The NBA finished its multi-day unveiling of the 75th Anniversary Team on Thursday - and even with a super-sized field of 76 players, the league still couldn't find room to recognize some of its all-time greats.

Here are the six biggest snubs.

Dwight Howard

Howard is a three-time Defensive Player of the Year with eight All-NBA selections - including five first-team nods - to his credit; the 33 other players with at least eight All-NBA selections each made the cut.

It's not like Howard was merely a good player in a soft era, either. While starring with the Orlando Magic from 2004-12, he routinely went up against some of the most talented bigs in NBA history - Tim Duncan, Kevin Garnett, (post-prime) Shaquille O'Neal, Dirk Nowitzki, Yao Ming, Amar'e Stoudemire, and Chris Bosh.
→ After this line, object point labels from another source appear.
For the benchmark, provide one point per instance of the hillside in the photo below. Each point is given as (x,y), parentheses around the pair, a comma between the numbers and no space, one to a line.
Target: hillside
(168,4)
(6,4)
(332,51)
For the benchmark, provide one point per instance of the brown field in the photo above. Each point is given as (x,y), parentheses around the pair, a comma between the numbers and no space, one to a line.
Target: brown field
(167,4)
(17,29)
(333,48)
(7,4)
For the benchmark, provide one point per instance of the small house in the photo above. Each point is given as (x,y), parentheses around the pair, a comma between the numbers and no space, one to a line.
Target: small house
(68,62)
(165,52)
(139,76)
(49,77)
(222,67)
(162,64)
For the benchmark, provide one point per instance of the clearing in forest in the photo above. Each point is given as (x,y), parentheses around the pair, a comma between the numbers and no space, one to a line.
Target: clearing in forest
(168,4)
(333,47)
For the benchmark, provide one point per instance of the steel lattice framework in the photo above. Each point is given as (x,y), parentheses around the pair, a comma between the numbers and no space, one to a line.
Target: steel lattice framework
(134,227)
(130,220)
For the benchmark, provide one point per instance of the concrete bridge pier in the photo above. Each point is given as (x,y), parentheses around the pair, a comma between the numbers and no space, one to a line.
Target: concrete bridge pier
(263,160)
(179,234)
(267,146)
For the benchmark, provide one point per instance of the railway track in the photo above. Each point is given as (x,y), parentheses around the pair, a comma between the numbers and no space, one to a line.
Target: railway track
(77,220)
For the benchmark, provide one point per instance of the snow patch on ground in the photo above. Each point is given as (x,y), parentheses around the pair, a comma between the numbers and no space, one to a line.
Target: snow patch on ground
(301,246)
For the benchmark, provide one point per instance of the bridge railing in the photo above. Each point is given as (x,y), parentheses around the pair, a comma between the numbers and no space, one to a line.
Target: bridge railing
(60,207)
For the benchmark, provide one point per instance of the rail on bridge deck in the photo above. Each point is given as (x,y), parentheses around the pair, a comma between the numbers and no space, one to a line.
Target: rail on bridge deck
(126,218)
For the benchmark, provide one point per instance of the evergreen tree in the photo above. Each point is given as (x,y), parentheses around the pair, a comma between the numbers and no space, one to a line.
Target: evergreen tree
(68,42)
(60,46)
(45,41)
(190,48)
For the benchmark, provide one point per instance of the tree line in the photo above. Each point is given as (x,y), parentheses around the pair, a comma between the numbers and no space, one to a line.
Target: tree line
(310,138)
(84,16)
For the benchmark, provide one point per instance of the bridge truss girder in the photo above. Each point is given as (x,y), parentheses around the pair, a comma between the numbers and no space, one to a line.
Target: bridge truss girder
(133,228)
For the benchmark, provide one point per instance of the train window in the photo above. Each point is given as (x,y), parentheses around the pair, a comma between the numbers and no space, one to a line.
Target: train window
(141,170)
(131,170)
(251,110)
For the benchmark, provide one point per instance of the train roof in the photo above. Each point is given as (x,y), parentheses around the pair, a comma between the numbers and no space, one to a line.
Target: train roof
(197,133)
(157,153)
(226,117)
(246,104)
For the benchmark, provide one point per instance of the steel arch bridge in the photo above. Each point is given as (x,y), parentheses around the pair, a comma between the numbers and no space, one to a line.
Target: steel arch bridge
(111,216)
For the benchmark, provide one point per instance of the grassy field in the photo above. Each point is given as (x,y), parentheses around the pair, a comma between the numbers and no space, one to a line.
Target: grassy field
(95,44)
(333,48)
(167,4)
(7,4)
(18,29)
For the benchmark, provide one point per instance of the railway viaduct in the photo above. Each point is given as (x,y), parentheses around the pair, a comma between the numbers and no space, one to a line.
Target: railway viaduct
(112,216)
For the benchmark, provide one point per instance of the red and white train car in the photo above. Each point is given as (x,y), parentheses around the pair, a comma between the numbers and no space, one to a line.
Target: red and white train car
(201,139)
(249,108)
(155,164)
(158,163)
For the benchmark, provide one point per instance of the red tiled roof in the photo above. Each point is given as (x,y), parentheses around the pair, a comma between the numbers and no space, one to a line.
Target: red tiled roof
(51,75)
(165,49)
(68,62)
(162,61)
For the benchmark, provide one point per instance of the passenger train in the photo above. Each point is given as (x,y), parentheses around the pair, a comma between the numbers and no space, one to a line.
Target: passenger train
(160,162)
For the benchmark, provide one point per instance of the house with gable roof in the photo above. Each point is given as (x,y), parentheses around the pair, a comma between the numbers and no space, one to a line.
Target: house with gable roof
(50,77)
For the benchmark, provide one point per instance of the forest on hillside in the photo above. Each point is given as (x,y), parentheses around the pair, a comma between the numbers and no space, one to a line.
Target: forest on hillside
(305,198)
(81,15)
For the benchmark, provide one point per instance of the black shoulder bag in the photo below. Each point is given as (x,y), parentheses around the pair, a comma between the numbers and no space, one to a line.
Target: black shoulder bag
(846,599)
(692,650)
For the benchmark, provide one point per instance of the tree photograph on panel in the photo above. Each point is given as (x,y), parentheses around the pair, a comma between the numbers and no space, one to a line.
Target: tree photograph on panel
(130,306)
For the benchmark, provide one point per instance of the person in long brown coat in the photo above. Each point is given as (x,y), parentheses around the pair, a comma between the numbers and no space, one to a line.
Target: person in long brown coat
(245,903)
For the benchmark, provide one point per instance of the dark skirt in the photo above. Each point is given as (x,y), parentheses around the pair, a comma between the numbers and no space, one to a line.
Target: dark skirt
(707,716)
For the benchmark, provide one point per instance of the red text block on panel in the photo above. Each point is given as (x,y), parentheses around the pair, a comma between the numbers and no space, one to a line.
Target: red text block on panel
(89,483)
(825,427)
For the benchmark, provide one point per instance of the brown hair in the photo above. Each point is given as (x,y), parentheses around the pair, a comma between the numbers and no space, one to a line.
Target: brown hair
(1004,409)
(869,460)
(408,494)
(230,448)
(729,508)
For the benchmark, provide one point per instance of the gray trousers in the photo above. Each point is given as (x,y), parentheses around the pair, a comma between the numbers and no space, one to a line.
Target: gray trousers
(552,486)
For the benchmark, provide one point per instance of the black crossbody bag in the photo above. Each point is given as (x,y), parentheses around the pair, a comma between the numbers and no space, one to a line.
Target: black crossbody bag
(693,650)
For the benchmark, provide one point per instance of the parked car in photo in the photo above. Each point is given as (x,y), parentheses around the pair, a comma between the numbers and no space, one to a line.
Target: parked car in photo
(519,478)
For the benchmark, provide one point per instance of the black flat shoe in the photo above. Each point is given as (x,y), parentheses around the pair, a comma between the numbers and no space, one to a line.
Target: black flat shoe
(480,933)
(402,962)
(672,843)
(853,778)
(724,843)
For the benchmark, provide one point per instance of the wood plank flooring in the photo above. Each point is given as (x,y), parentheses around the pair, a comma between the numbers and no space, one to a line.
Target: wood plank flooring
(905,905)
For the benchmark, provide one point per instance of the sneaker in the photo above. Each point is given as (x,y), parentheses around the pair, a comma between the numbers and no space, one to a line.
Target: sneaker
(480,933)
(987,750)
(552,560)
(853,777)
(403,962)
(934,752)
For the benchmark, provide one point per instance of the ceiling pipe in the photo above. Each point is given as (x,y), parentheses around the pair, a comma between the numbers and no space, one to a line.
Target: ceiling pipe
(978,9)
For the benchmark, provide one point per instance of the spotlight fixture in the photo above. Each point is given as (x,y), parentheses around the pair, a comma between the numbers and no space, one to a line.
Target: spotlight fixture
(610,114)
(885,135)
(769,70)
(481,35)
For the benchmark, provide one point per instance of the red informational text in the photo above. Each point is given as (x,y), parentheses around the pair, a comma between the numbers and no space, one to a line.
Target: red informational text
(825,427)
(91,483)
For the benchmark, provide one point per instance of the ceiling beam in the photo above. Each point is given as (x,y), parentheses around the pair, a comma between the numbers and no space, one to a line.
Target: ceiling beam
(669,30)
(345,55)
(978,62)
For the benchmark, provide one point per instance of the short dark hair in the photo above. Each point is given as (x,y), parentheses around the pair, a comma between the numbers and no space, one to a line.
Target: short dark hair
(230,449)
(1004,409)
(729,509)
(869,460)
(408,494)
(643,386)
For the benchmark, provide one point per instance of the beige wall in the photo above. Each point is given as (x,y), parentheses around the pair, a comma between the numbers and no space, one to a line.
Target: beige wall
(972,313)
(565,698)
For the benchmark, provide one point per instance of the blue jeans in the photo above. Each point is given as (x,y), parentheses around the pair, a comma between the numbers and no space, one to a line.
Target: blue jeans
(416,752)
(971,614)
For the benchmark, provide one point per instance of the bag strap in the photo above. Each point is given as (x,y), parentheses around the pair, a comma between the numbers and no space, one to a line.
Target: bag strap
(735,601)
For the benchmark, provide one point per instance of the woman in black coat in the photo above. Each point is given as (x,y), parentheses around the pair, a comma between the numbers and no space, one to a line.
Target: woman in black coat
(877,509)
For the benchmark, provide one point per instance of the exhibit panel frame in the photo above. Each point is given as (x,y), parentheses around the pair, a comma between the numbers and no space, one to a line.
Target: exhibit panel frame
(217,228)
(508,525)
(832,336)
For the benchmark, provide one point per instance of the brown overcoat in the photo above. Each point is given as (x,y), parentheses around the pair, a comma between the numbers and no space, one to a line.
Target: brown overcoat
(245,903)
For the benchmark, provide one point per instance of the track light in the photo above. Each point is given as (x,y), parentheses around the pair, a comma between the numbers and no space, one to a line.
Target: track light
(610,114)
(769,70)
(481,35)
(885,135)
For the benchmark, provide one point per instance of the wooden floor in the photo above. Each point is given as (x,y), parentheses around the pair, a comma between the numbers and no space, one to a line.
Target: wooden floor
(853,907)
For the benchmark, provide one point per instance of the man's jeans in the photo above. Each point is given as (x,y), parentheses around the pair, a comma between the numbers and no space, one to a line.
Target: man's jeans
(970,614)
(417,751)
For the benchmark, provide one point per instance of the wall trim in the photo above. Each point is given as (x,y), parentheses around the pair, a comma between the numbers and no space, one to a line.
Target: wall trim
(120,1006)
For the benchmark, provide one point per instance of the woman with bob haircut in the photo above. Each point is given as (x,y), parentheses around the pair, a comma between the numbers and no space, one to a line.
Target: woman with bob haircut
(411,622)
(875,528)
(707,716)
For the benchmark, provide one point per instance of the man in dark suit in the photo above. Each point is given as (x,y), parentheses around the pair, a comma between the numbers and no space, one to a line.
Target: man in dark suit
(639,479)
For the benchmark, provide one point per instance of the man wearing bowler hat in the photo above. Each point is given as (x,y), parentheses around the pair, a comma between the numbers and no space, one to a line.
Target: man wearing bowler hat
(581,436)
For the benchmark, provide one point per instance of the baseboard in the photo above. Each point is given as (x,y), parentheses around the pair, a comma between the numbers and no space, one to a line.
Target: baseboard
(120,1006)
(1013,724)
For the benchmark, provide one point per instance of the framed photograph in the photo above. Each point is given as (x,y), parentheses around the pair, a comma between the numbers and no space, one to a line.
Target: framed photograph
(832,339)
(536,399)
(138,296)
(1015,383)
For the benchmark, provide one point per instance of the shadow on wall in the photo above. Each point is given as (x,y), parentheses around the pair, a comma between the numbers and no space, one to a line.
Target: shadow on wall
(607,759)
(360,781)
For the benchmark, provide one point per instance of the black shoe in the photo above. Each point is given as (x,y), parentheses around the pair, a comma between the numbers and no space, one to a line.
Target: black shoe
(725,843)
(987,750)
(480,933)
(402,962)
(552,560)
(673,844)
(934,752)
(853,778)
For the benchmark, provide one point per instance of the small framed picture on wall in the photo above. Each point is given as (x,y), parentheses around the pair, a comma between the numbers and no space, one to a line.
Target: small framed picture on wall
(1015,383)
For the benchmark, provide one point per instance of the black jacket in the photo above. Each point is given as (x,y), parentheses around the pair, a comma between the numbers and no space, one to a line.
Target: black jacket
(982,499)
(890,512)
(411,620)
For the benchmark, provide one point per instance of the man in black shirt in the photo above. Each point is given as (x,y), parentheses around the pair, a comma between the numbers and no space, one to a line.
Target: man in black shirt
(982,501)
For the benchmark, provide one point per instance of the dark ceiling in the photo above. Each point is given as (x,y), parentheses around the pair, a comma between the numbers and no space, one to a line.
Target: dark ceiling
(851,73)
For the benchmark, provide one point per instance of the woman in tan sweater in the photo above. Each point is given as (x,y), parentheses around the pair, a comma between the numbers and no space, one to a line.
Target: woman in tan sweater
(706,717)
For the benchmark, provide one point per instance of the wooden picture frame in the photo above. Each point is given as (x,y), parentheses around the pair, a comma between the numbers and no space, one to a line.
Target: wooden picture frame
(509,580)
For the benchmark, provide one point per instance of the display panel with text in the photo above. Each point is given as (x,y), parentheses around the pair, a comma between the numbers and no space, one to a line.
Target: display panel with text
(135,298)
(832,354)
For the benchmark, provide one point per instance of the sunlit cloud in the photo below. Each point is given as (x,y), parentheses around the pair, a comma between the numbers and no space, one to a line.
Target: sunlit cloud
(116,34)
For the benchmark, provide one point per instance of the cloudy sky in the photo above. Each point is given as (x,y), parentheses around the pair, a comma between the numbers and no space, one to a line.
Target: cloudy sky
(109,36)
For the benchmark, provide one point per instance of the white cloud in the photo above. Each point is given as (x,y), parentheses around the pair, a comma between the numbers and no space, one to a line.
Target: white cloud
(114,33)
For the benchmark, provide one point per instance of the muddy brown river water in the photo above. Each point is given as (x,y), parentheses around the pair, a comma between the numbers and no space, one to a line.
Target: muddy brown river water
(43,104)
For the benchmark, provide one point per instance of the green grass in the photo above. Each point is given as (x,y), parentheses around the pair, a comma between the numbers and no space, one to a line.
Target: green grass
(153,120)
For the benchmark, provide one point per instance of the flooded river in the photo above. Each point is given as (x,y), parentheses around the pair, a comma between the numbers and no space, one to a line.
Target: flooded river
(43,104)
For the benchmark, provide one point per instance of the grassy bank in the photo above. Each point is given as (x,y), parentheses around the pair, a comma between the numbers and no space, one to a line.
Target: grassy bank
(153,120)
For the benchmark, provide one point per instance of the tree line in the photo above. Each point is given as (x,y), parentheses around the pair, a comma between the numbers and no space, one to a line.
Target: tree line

He propelled a modest Magic squad to the 2009 Finals with Jameer Nelson and Rashard Lewis as his chief running mates.

While Howard's prodigious athleticism has certainly eroded, the main thing blocking the generational center from his place in NBA immortality is his proclivity for toxicity - most locker rooms in recent years haven't been disappointed to see him go.

Vince Carter

Carter is among the league's most impactful players of the last 20 years. He raised the ceiling for what the basketball world thought was possible above the rim while helping popularize the game north of the border. Carter's aerial supremacy and star power put the expansion Toronto Raptors on the map, most notably through the unforgettable 2000 Slam Dunk Contest. It’s no surprise a generation of Canadian NBAers cite Vinsanity as their biggest role model.

Carter's productivity and longevity also deserve recognition. The 1998-99 Rookie of the Year and eight-time All-Star became the only NBA player to play in four different decades - the 1990s, 2000s, 2010s, and 2020s. Carter's statistics during his prime were impressive, too, as he averaged 23.5 points, 5.5 rebounds, 4.3 assists, and 1.2 steals in 11 seasons with the Raptors and then-New Jersey Nets.